Fortunately, in the world of comics criticism we can
acknowledge such debts and move on quickly, as we
have been doing ever since the Golden Age
embarrassment of D.C.’s lawsuit against Fawcett’s
Captain Marvel. Because the day we start making
borrowing, riffing and covering a sin in comics is
the day we have nothing to read but
Superman.
Repetition is not the problem with comics, any more
than it is with the Blues. It is the stuff and
substance of the form itself—the
repetition-with-a-difference that makes the magic,
particularly in superhero comics. And
Welcome to
Tranquility has magic—and
surprises—to spare.
The opening story arc is an easy but well-turned
setup for introducing a complex community of
characters, politics, and geography of the unique
storyspace of Tranquility. A member of the retired
superhero community, Mr. Articulate, is murdered, in
broad daylight, in front of the town’s sheriff and
several of his closest friends. What follows is an
old fashioned whodunit of the kind in which Mr.

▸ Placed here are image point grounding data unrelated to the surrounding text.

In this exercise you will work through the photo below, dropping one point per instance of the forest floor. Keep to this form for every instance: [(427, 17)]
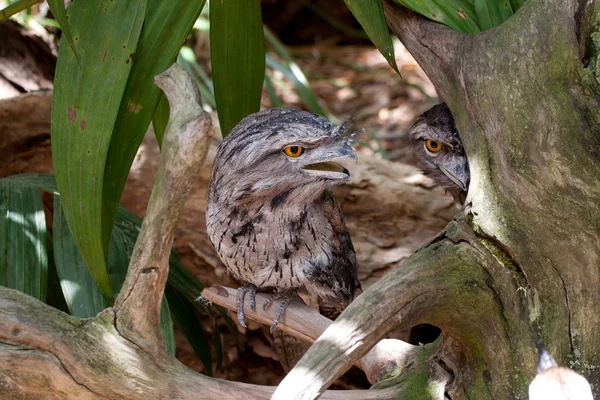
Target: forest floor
[(350, 81), (353, 81)]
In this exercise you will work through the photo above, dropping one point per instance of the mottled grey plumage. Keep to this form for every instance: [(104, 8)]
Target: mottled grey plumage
[(270, 217), (448, 167)]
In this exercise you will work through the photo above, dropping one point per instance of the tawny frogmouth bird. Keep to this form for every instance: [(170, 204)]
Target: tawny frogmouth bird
[(440, 151), (269, 214)]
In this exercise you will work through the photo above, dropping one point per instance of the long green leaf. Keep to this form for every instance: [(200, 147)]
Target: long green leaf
[(84, 110), (237, 52), (16, 7), (294, 74), (184, 316), (180, 278), (23, 255), (459, 15), (55, 295), (43, 182), (369, 14), (166, 25), (492, 13), (83, 296), (516, 4)]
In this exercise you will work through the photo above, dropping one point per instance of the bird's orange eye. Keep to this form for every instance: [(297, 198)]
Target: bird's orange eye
[(433, 145), (293, 151)]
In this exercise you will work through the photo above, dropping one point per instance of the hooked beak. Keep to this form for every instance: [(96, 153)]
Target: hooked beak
[(322, 160), (459, 174)]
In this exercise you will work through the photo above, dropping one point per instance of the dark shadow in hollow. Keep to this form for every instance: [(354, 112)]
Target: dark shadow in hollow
[(423, 334)]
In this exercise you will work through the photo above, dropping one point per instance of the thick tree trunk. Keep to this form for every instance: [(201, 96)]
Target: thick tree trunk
[(521, 261)]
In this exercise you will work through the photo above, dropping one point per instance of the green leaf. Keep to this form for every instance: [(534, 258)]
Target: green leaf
[(302, 89), (82, 295), (187, 60), (369, 14), (45, 182), (275, 100), (516, 4), (55, 295), (23, 254), (294, 74), (180, 278), (84, 111), (237, 52), (60, 14), (459, 15), (16, 7), (184, 316), (492, 12), (166, 25)]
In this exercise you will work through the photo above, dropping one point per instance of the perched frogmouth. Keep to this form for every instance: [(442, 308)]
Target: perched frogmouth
[(439, 151), (269, 214)]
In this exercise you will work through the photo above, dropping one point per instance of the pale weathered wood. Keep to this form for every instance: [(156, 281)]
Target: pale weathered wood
[(519, 262), (185, 144), (307, 324)]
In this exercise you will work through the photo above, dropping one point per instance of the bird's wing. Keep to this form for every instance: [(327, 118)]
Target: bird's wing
[(341, 275)]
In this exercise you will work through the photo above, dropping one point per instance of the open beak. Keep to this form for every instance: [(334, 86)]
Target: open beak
[(459, 174), (322, 161)]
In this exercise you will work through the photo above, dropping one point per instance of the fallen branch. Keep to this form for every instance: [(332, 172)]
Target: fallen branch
[(445, 284), (185, 145), (307, 324)]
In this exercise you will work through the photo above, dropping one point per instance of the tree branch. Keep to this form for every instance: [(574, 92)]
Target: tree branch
[(305, 323), (185, 144), (445, 283)]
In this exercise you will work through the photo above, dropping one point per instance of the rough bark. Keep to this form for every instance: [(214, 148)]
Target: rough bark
[(521, 261)]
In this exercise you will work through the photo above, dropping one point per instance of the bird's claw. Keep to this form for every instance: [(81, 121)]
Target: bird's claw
[(286, 298), (241, 293), (204, 301)]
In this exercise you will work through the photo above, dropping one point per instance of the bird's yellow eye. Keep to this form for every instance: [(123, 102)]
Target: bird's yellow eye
[(293, 151), (433, 145)]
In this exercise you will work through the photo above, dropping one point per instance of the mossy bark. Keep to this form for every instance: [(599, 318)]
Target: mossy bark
[(521, 261)]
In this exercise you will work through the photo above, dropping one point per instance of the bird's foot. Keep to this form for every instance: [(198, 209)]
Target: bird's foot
[(286, 297), (241, 293)]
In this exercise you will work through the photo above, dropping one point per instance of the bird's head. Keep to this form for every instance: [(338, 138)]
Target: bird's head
[(439, 150), (279, 151)]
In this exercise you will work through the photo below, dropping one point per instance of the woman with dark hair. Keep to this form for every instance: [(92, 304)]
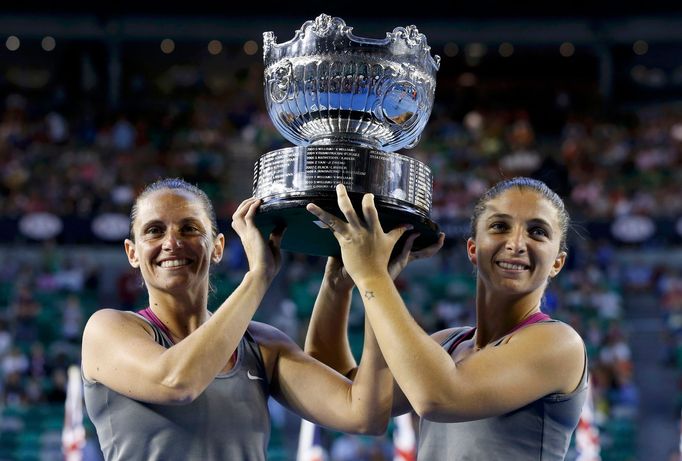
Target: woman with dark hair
[(512, 386), (175, 381)]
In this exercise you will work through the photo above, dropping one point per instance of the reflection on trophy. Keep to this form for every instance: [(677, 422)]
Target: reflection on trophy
[(347, 103)]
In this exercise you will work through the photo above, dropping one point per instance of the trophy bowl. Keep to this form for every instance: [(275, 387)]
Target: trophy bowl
[(347, 103)]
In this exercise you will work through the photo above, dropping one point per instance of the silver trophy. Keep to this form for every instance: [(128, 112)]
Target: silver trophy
[(347, 103)]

Articulate himself used to specialize (as we know
from the splendid flashback pages to the earlier
comic adventures of our main heroes). As the arc
unfolds, we learn about complex motivations, debts,
and secrets, and Tranquility is revealed to be a
superpowered Wisteria Lane. And when the storyline is
finished, it is handled with all the satisfying
cleverness one would expect from a fine writer like
Simone.
What was most surprising, however, and what I did not
expect from the series, was that it would get
considerably more frenetic after
this
strong opening. In fact, I picked up the last issue
(#6) of the story arc with the mistaken impression
that it was a miniseries. But things were just
getting started (and of course there had to be an
army of zombies, all-but de rigueur in the world of
comics these days). The “origin” issue (#8) was a
blast, and I can only hope for more along these
lines. With a cast this size, there are many stories
to tell. But before we learn about how they all came
to be who and where they are, it would be nice to
have a better sense of who these people are on their
days off. In fact, if I have one major complaint with
the book thus far, it is that Tranquility
could
take the time to live up to its title: to give us a
sense of what the day-to-day of the community was
like before everything went (quite literally as it
turns out) to Hell. As Simone has scripted the
series, everything falls apart from day one and then
things only gets worst. Fables
always
gives us a resting point between the stories, where
we get to see our denizens of Fabletown in their
everyday lives, figuring out how to raise flying wolf
babies, how to make the transition from one
administration to another, how to relax and enjoy
themselves after a brutal war. Eleven issues in, and
we have never seen the folks at Tranquility at rest
for even a moment.
Which actually brings me to a minor complaint,
arguably a subset of the first. I don’t mean to sound
like the genre police here, but do we really need all
this satan and zombie stuff in a cape story? I’m all
for the generic hodgepodge, but it would be nice to
get the genre straight first, to see the powers at
play. I don’t want to press this complaint too hard,
because I get what Simone is after here, weaving the
classic superhero stories with the E.C. horror comics
of the 50s, and I think it works. But it will work
better if everything slows down a bit and has time to
unpack itself into this charming little
town.
So once Satan is banished, the zombies returned to
their final resting places, let’s spend some time
playing with the idea of growing old with powers and
dignity. This is a book that has the legs for a long
run. It doesn’t need to try so hard to prove that a
comic about greyhaired superheroes can be exciting,
funny and (yes) sexy. So as soon as this war is over,
it is time for some well-earned tranquility.